SpatialMe: Stereo Video Conversion Using Depth-Warping and Blend-Inpainting
Jiale Zhang, Qianxi Jia, Yang Liu, Wei Zhang, Wei Wei, Xin Tian
TL;DR
This work tackles stereo video conversion from monocular footage by introducing SpatialMe, a two-stage framework that uses depth-guided warping and occlusion-aware blend-inpainting. The core innovation combines a multi-branch inpainting module (Poly-based, DL-based, and DE-based) with a mask-based hierarchical feature update refiner (MHFU) and a disparity expansion strategy to prevent foreground bleeding, achieving high-fidelity right-view synthesis. To address data scarcity, the authors release StereoV1K, a large real-world stereo video dataset with over 500k frames captured at 1180×1180, facilitating robust benchmarking. Empirical results on StereoV1K show SpatialMe outperforms state-of-the-art methods in both quantitative metrics and visual quality, underscoring its potential for VR/AR content pipelines and for advancing stereo-video research.
Abstract
Stereo video conversion aims to transform monocular videos into immersive stereo format. Despite the advancements in novel view synthesis, it still remains two major challenges: i) difficulty of achieving high-fidelity and stable results, and ii) insufficiency of high-quality stereo video data. In this paper, we introduce SpatialMe, a novel stereo video conversion framework based on depth-warping and blend-inpainting.
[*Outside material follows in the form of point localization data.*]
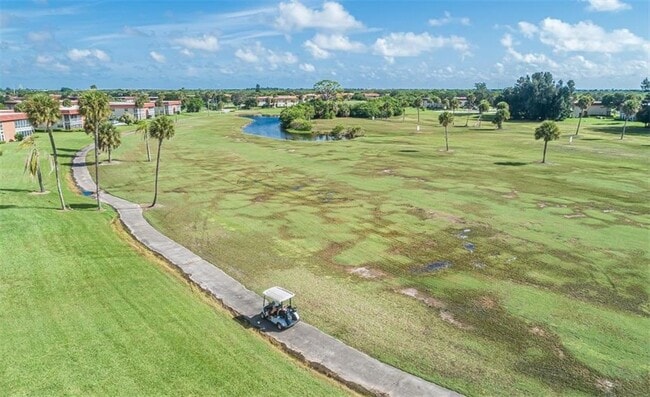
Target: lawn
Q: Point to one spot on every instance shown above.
(84, 310)
(480, 269)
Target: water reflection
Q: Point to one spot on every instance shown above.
(268, 126)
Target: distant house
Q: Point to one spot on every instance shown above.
(118, 109)
(70, 118)
(279, 101)
(12, 123)
(596, 109)
(169, 108)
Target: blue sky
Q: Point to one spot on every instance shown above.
(295, 43)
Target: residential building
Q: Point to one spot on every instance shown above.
(12, 123)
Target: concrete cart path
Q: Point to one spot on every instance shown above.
(321, 351)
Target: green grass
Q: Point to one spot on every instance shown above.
(553, 300)
(85, 311)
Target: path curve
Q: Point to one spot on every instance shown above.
(319, 350)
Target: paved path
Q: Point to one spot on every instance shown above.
(321, 351)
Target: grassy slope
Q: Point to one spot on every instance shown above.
(554, 299)
(83, 313)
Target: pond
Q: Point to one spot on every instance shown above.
(269, 127)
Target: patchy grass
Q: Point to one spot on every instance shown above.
(551, 297)
(84, 313)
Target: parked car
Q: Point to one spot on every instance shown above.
(278, 309)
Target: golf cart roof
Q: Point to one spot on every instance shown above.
(278, 294)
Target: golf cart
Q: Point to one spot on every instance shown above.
(276, 310)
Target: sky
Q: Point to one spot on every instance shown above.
(426, 44)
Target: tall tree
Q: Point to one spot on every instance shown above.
(584, 101)
(327, 89)
(94, 106)
(446, 118)
(140, 100)
(143, 127)
(42, 109)
(33, 160)
(502, 114)
(483, 107)
(109, 139)
(548, 131)
(161, 128)
(629, 108)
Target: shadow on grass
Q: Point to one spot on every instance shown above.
(511, 163)
(618, 129)
(16, 190)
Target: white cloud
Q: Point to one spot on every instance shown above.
(258, 54)
(607, 5)
(319, 45)
(39, 37)
(295, 16)
(49, 63)
(411, 44)
(527, 28)
(588, 37)
(447, 19)
(307, 67)
(88, 55)
(204, 43)
(337, 42)
(315, 50)
(246, 55)
(160, 58)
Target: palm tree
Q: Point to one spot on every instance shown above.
(94, 107)
(584, 101)
(143, 127)
(42, 109)
(109, 138)
(548, 131)
(483, 107)
(446, 118)
(629, 108)
(161, 128)
(140, 100)
(33, 160)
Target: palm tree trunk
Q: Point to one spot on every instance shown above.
(155, 195)
(56, 166)
(446, 140)
(579, 121)
(99, 203)
(40, 178)
(146, 142)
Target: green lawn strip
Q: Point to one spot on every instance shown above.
(307, 214)
(83, 313)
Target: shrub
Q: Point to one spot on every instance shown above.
(300, 125)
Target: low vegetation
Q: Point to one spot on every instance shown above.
(85, 311)
(480, 268)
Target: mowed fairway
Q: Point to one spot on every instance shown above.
(480, 268)
(84, 312)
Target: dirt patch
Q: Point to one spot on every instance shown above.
(538, 331)
(487, 302)
(605, 385)
(571, 216)
(449, 318)
(366, 272)
(422, 297)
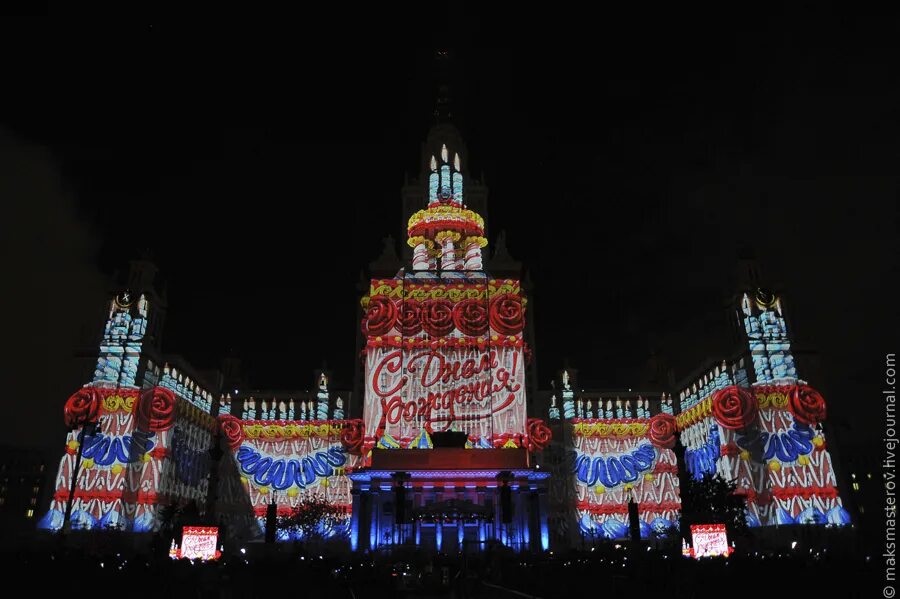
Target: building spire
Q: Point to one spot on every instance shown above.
(442, 110)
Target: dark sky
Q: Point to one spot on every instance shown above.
(627, 177)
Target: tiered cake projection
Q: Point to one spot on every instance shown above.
(622, 459)
(439, 451)
(134, 449)
(444, 346)
(289, 455)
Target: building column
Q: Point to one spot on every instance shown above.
(473, 253)
(421, 256)
(448, 252)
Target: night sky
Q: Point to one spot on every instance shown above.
(627, 179)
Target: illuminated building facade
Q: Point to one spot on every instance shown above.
(140, 431)
(751, 419)
(445, 443)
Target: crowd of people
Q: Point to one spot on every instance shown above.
(496, 572)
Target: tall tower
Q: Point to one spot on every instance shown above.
(444, 347)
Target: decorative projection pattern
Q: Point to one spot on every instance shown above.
(767, 438)
(444, 353)
(151, 448)
(123, 335)
(766, 331)
(283, 461)
(620, 460)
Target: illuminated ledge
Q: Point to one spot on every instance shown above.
(368, 475)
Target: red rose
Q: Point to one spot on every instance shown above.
(730, 449)
(156, 409)
(539, 434)
(734, 407)
(470, 317)
(662, 431)
(437, 317)
(352, 436)
(381, 315)
(410, 321)
(232, 429)
(807, 405)
(507, 314)
(82, 407)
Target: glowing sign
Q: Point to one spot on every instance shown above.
(445, 354)
(199, 542)
(710, 540)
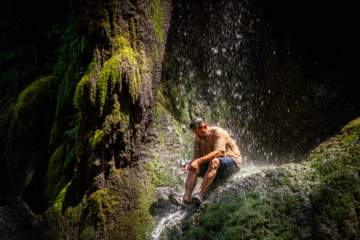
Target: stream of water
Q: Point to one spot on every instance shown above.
(174, 219)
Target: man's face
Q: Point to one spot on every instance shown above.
(200, 133)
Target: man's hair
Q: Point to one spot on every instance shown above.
(197, 122)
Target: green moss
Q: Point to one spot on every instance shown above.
(54, 180)
(336, 199)
(156, 16)
(125, 61)
(97, 138)
(57, 207)
(253, 215)
(27, 132)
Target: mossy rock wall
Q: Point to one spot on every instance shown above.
(72, 141)
(317, 199)
(271, 72)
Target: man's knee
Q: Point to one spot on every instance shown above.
(214, 163)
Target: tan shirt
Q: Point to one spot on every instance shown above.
(218, 140)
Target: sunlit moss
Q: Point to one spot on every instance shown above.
(156, 16)
(125, 61)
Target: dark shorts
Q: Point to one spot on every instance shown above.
(228, 167)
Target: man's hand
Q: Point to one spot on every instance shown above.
(194, 166)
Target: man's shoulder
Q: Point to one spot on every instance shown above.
(218, 131)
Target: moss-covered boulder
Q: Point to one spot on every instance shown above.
(317, 199)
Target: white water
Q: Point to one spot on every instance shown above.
(172, 219)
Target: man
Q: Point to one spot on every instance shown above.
(215, 154)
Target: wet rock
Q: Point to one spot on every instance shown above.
(162, 206)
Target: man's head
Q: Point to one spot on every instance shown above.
(199, 127)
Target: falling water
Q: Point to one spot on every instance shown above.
(215, 63)
(218, 66)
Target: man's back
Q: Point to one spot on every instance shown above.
(217, 140)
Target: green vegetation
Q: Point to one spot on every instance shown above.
(336, 201)
(156, 16)
(318, 199)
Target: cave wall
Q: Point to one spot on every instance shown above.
(280, 76)
(71, 138)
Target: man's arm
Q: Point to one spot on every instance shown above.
(207, 158)
(195, 163)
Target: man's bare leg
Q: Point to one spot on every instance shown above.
(210, 175)
(190, 185)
Specifically, we propose a mask-based hierarchy feature update (MHFU) refiner, which integrate and refine the outputs from designed multi-branch inpainting module, using feature update unit (FUU) and mask mechanism. We also propose a disparity expansion strategy to address the problem of foreground bleeding. Furthermore, we conduct a high-quality real-world stereo video dataset -- StereoV1K, to alleviate the data shortage. It contains 1000 stereo videos captured in real-world at a resolution of 1180 x 1180, covering various indoor and outdoor scenes. Extensive experiments demonstrate the superiority of our approach in generating stereo videos over state-of-the-art methods.